Plant proteins have become increasingly important for ecological reasons. Rapeseed is a novel source of plant proteins with high biological value, but its metabolic impact in humans is largely unknown. A randomized, controlled intervention study including 20 healthy subjects was conducted in a crossover design. All participants received a test meal without additional protein or with 28 g of rapeseed protein isolate or soy protein isolate (control). Venous blood samples were collected over a 360-min period to analyze metabolites; satiety was assessed using a visual analog scale. Postprandial levels of lipids, urea, and amino acids increased following the intake of both protein isolates.
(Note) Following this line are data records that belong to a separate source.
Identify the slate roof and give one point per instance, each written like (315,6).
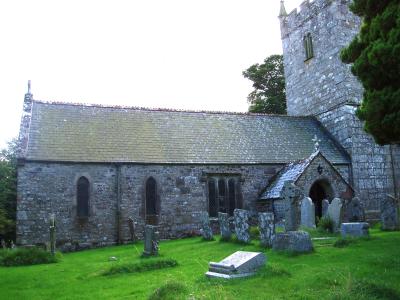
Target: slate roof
(290,172)
(91,133)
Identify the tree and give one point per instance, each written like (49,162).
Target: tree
(268,79)
(8,190)
(375,57)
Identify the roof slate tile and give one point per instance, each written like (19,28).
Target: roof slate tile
(80,133)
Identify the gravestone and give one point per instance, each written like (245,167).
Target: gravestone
(325,205)
(293,241)
(239,264)
(131,225)
(242,227)
(150,240)
(335,212)
(223,219)
(360,229)
(355,210)
(291,194)
(206,230)
(389,213)
(307,213)
(266,226)
(52,230)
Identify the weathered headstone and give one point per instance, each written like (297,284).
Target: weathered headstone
(354,229)
(239,264)
(266,226)
(242,227)
(307,213)
(355,210)
(132,232)
(293,241)
(389,213)
(206,230)
(150,240)
(325,205)
(335,212)
(223,220)
(291,194)
(52,229)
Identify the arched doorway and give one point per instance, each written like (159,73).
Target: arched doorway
(320,190)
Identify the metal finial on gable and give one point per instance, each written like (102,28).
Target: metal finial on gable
(282,11)
(316,143)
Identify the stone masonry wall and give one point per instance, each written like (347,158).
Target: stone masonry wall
(45,188)
(372,170)
(311,175)
(324,87)
(322,82)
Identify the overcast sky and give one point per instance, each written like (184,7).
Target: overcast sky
(185,54)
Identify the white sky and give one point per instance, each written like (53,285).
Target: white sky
(185,54)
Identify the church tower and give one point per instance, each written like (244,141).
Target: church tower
(319,84)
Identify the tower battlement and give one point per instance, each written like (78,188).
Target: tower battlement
(309,9)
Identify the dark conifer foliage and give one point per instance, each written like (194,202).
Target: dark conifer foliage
(375,57)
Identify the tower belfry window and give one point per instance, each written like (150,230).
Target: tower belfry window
(308,46)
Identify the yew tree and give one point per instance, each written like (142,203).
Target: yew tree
(268,79)
(375,57)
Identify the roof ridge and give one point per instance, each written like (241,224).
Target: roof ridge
(170,109)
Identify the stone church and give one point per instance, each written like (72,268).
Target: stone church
(95,167)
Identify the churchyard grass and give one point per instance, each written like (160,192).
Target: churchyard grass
(367,269)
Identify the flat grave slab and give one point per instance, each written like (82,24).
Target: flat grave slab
(239,264)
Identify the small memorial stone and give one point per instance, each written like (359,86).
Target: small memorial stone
(293,241)
(335,212)
(355,210)
(307,213)
(242,228)
(131,225)
(354,229)
(206,230)
(325,205)
(267,228)
(224,228)
(150,240)
(389,213)
(239,264)
(292,194)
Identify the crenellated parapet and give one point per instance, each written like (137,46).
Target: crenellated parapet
(25,124)
(308,10)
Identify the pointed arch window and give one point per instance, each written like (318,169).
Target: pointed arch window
(212,201)
(83,187)
(151,196)
(223,194)
(308,46)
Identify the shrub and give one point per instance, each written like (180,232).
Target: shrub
(27,256)
(326,224)
(170,290)
(141,266)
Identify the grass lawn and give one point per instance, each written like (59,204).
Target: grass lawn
(366,269)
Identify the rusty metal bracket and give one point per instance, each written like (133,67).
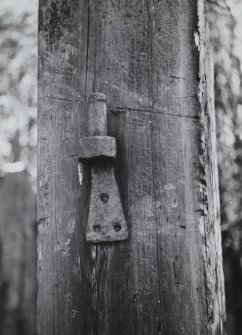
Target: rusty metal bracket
(106,221)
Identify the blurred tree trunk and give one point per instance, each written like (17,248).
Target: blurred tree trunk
(151,60)
(17,255)
(228,103)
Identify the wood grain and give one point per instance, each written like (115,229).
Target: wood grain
(148,58)
(18,282)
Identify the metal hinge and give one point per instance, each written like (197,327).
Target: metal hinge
(106,221)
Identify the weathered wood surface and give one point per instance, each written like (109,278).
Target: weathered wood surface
(148,58)
(18,255)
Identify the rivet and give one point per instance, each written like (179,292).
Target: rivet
(117,226)
(104,197)
(97,228)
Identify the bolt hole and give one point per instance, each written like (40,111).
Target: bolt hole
(97,228)
(117,227)
(104,197)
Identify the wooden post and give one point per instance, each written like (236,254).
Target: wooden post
(18,255)
(150,59)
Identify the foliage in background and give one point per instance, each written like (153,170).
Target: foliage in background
(18,84)
(226,33)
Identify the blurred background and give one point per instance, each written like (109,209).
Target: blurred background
(18,141)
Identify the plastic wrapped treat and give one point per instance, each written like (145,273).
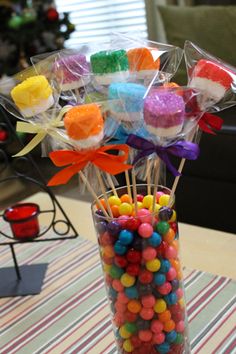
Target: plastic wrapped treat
(149,62)
(144,62)
(73,71)
(128,102)
(164,113)
(109,66)
(84,126)
(33,96)
(212,76)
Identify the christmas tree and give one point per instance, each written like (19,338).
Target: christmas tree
(28,28)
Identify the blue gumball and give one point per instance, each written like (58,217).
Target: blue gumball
(119,248)
(155,239)
(126,237)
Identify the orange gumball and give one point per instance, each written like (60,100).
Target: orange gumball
(179,275)
(175,264)
(134,306)
(115,211)
(125,198)
(169,326)
(164,316)
(103,202)
(169,236)
(175,244)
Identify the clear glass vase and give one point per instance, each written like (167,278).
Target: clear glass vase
(142,273)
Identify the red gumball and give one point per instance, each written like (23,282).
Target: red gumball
(120,261)
(133,269)
(162,249)
(132,224)
(145,277)
(52,14)
(130,316)
(134,256)
(174,308)
(140,197)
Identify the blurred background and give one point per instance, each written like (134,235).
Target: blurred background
(207,191)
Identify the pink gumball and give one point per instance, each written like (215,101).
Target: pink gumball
(122,220)
(144,216)
(179,293)
(171,252)
(145,335)
(156,326)
(145,230)
(179,327)
(158,195)
(149,253)
(148,301)
(146,313)
(158,338)
(122,298)
(165,288)
(117,285)
(120,307)
(171,274)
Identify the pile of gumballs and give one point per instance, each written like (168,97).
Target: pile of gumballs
(143,274)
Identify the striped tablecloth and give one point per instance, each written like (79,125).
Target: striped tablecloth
(71,314)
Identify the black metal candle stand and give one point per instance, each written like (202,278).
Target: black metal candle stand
(28,279)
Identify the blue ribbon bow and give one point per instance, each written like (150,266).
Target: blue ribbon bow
(184,149)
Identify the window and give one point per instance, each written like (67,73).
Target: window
(96,19)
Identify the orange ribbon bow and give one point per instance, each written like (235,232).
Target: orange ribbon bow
(77,160)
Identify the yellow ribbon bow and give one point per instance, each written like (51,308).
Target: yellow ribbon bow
(41,131)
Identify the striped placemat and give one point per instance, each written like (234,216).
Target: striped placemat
(71,314)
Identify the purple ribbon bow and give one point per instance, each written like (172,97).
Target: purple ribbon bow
(184,149)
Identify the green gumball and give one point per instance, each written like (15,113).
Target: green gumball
(15,22)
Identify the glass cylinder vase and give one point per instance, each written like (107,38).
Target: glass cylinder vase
(143,277)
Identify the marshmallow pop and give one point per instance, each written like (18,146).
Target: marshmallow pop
(126,101)
(84,126)
(33,96)
(213,79)
(110,66)
(164,113)
(142,63)
(73,71)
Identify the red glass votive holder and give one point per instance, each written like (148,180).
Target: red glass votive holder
(23,219)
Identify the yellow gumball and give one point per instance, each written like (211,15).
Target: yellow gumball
(156,208)
(160,306)
(124,333)
(106,268)
(147,201)
(153,265)
(128,346)
(164,199)
(139,206)
(113,200)
(125,209)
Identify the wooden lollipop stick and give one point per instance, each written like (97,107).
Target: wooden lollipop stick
(134,192)
(111,184)
(148,177)
(176,181)
(92,192)
(127,179)
(103,189)
(156,180)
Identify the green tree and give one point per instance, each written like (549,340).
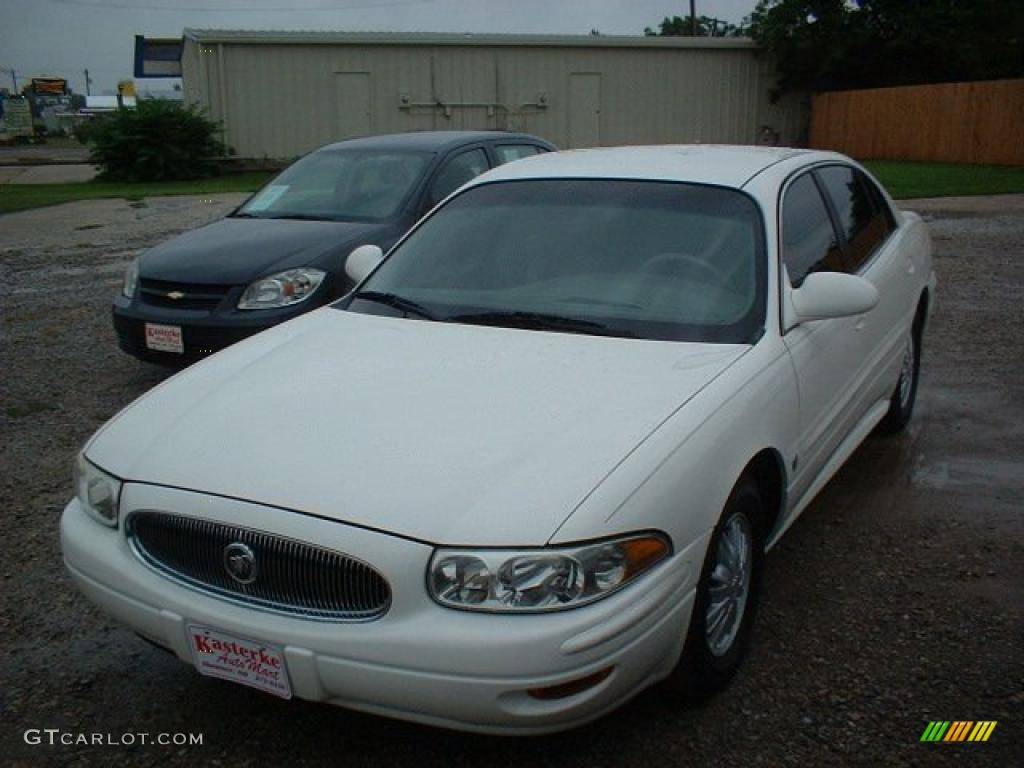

The postprandial insulin response was lower after consumption of the rapeseed protein than after intake of the soy protein (p< 0.05), whereas the postmeal responses of glucose, lipids, interleukin-6, minerals, and urea were comparable between the two protein isolates. Interestingly, the rapeseed protein exerted stronger effects on postprandial satiety than the soy protein (p< 0.05). The postmeal metabolism following rapeseed protein intake is comparable with that of soy protein. The favorable effect of rapeseed protein on postprandial insulin and satiety makes it a valuable plant protein for human nutrition.